The bill aims to expand affordable housing and revitalize distressed commercial areas—using HOME funds, funding priorities, and regulatory flexibility to speed projects and preserve long-term affordability—but does so by reallocating limited HOME dollars, creating scale thresholds that favor larger jurisdictions, and introducing cost and oversight risks that may limit benefits to the neediest communities.
Low- and moderate-income households gain new affordable rental and ownership units (including units at or below 80% and 60% AMI) through conversion of blighted commercial buildings, with support for community land trusts and other long-term affordability mechanisms to preserve affordability beyond initial construction.

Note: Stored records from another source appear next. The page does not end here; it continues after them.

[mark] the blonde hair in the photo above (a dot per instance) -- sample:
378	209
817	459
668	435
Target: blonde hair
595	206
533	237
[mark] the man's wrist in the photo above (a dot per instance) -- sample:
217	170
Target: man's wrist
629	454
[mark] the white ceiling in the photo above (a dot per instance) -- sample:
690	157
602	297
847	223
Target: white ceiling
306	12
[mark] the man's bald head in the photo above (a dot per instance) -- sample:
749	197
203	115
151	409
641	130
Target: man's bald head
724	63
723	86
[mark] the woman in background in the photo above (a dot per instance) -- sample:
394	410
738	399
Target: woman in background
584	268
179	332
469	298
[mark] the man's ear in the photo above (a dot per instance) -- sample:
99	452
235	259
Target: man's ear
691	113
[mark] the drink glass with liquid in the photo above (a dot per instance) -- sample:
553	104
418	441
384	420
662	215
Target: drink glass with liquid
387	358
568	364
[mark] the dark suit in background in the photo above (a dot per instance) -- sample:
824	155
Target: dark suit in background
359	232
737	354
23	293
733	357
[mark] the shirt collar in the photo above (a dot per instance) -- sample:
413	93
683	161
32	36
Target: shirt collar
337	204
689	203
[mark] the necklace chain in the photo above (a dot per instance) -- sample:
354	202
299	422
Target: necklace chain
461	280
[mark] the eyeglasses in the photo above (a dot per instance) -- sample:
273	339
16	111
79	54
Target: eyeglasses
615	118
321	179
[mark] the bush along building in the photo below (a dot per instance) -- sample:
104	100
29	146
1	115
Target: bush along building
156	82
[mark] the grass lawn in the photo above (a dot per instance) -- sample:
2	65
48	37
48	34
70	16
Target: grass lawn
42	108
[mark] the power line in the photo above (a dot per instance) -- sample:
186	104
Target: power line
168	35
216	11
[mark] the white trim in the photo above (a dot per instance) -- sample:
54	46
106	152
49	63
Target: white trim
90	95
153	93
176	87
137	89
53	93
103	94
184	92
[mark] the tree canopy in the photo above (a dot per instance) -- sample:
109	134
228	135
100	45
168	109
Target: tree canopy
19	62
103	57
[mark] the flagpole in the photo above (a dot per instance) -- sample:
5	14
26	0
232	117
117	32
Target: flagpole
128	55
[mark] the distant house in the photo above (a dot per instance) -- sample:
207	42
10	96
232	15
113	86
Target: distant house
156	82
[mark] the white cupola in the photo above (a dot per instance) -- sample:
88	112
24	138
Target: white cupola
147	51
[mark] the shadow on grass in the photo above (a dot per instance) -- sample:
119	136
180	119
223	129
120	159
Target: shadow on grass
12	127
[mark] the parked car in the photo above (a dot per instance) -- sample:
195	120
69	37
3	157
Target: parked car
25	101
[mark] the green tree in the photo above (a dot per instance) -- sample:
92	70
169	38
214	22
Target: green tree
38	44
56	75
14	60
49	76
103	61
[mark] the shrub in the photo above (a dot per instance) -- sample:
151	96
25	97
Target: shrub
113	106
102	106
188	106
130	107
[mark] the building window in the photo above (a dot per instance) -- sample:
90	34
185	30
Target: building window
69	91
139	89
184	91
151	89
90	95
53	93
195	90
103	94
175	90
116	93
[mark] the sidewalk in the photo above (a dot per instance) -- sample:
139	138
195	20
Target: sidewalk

Economically distressed areas and designated Opportunity Zones receive funding priority, directing investment toward local economic revitalization and blight removal in communities that need it.
Local and state governments get targeted flexibility via limited waiver authority (excluding fair housing, labor, and environmental protections) to speed project implementation and reduce regulatory delays.
Up to $100 million of HOME program funds are redirected to this initiative, reducing HOME funds available for existing HOME projects or formula allocations and potentially limiting other affordable housing activities.
The large minimum grant size ($1 million) may favor larger jurisdictions or bigger projects and restrict access for smaller or rural communities that cannot meet the threshold.
Waiver authority, if used broadly, could reduce procedural protections and community input, weakening oversight despite enumerated exceptions.
Based on analysis of 2 sections of legislative text.
Creates a HUD pilot to award grants for converting vacant commercial/industrial buildings into attainable housing using up to $100M of excess HOME funds in FY2027–FY2031.
Introduced September 26, 2025 by Sam T. Liccardo · Last progress September 26, 2025
Creates a HUD pilot program that gives competitive grants to local jurisdictions to convert vacant commercial and industrial buildings into attainable housing. The pilot can draw up to $100 million per year from excess HOME Program funds in fiscal years 2027–2031, with individual grants between $1 million and $10 million (when $100M is available), and requires a post‑pilot study and report to Congress.